Obwohl der Lehrpersonenmangel nicht mehr so akut ist wie in den Vorjahren, suchen viele Schweizer Schulen weiterhin verzweifelt nach Lehrpersonen. Besonders im Bereich der individuellen Förderung und Heilpädagogik fehlen Fachkräfte. Als Reaktion auf diese Herausforderungen setzen Schulen vermehrt auf Quereinsteigerinnen und Quereinsteiger, die zwar wertvolle Lebenserfahrung und frische Perspektiven mitbringen, aber gleichzeitig auch das Risiko möglicher Qualitätseinbussen und einer Überlastung des Kollegiums, da sie zusätzlich begleitet werden müssen.

Raphael Studer ist einer von ihnen; nach einer Lehre als Polymechaniker, dem Zivildienst in der Pflege und einer Tätigkeit als Fitnesstrainer arbeitet er nun im zweiten Jahr als IF-Lehrer und Heilpädagoge. Daneben besucht er zwei Tage die Woche die BMS, mit dem Ziel, sich nächstes Jahr an der PH einzuschreiben. Wir haben mit ihm über den Sprung ins kalte Wasser und seinen Kaffeekonsum gesprochen und darüber, welcher Gewinn Quereinsteigende für die Schülerinnen und Schüler sind.

Raphael, erinnerst du dich noch an den Moment, in dem du beschlossen hast: «Ich gehe an die Schule, ich werde Lehrer»?

Ich habe lange im Fitnessbereich gearbeitet, aber musste für mich feststellen, dass ich mir in diesem Beruf keine gute Zukunft aufbauen kann. Auf der Suche nach einer anderen Zukunftsperspektive bin ich darauf gekommen, dass ich gerne in einem Feld tätig sein möchte, in dem ich meine vielseitigen Fähigkeiten einbringen kann. Lehrer passt da ganz gut; ich geniesse es, meinen Erfahrungsschatz an die Schülerinnen und Schüler weiterzugeben – und ich kann auch immer wieder etwas für mich mitnehmen.

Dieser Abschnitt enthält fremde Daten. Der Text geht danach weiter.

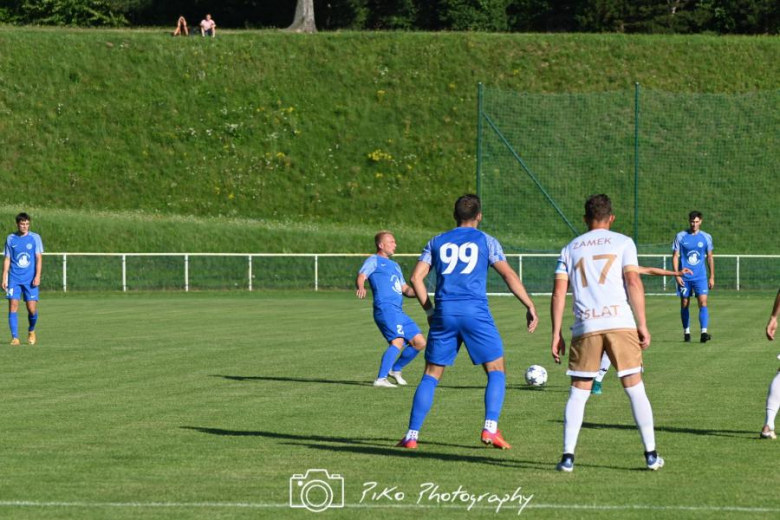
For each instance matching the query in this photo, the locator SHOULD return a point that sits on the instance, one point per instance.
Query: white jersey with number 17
(593, 264)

Wie hast du deine eigene Schulzeit erlebt?

An die Zeit zwischen der 1. und 6. Klasse habe ich nicht mehr viele Erinnerungen. Sehr prägend war jedoch die Oberstufe; ich hatte eine gute Zeit, schloss Freundschaften und wurde von zwei jungen Lehrpersonen unterrichtet, die gerade frisch von der PH kamen. Rückblickend betrachtet, muss ich sagen: Sie haben einen guten Job gemacht!

Jetzt arbeitest du bereits im zweiten Jahr als IF-Lehrer und Heilpädagoge und besuchst daneben die Berufsmaturitätsschule – und kürzlich ist dein Sohn auf die Welt gekommen! Ganz ehrlich: Wie viele Tassen Kaffee trinkst du pro Tag?

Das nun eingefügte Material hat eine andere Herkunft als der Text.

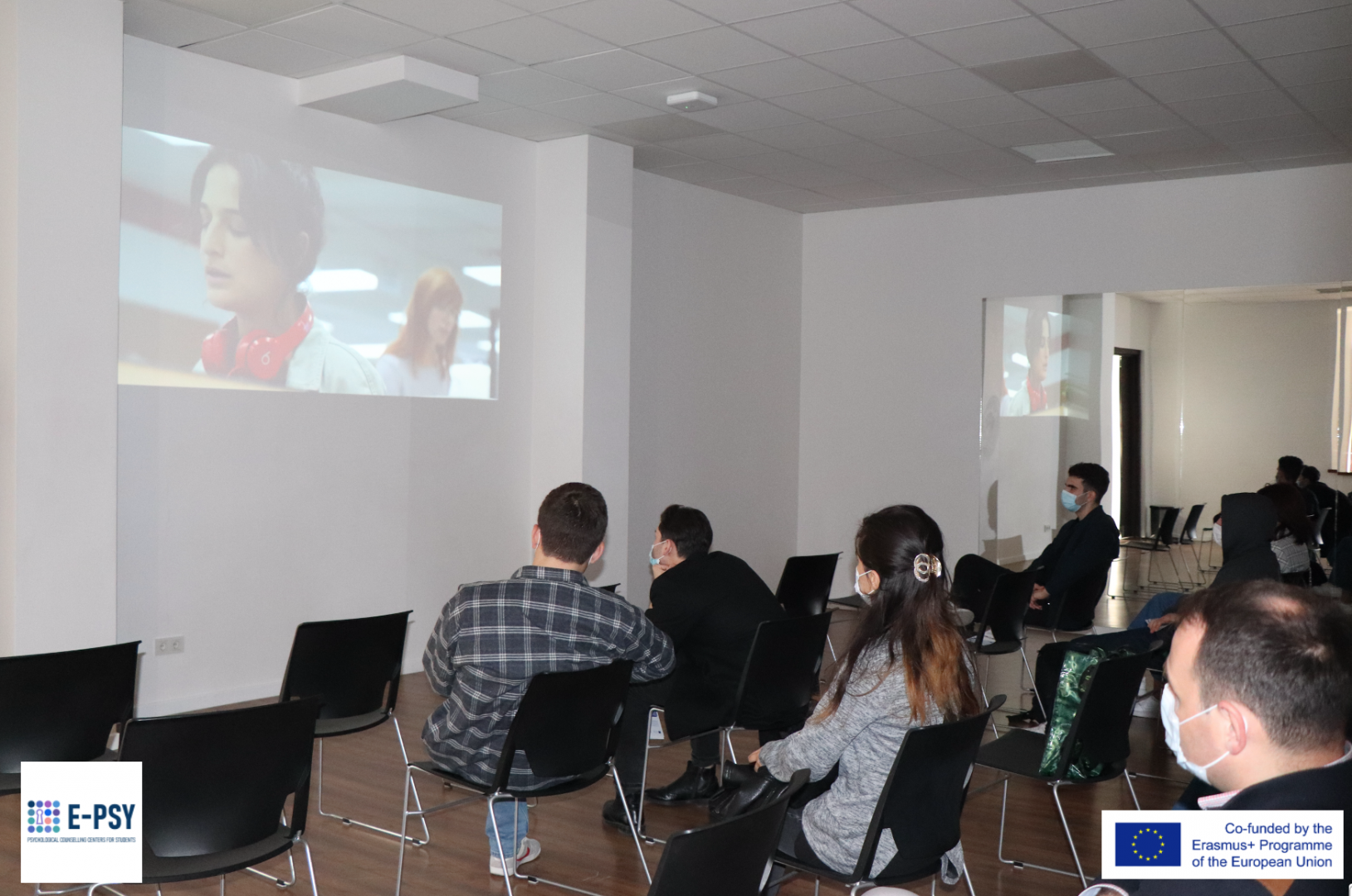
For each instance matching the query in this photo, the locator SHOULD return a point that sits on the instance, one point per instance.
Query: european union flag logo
(1152, 844)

Aktuell natürlich sehr viele; es kommt ein bisschen darauf an, wie erholsam die Nacht war. Es ist eine intensive, aber auch eine sehr spannende Zeit. Ich glaube, ich brauche diese Herausforderung und es gefällt mir, auf etwas hinzuarbeiten. Meine Ziele sind es, meine Schülerinnen und Schüler gut durch das Schuljahr zu bringen und nächstes Jahr die PH zu besuchen.

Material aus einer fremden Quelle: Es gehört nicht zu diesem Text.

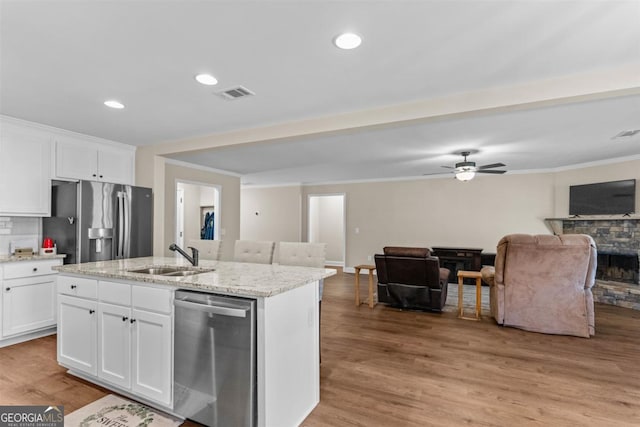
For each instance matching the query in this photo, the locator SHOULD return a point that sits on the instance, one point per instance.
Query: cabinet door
(114, 344)
(77, 333)
(116, 166)
(25, 173)
(76, 159)
(28, 304)
(152, 343)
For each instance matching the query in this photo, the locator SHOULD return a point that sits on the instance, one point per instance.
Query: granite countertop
(34, 257)
(229, 278)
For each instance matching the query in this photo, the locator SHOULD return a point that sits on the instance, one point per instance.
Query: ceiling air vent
(626, 133)
(235, 93)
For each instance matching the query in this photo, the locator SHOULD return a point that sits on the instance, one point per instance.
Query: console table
(458, 259)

Hast du das Gefühl, du musst gerade gewisse Dinge zurückstecken?

Zurückstecken würde ich es nicht nennen. Ich muss nur alles effizienter machen. Der Google Calendar ist mein bester Freund geworden. Ich muss wirklich genau planen, wann, wo und wie ich etwas mache. Ich habe mittlerweile ein System entwickelt, wie ich Sachen gut und schnell vorbereiten kann – zum Beispiel das Essen für den nächsten Tag, den Unterricht und auch meinen Trainingsplan.

Wie hast du den Einstieg an der Schule erlebt?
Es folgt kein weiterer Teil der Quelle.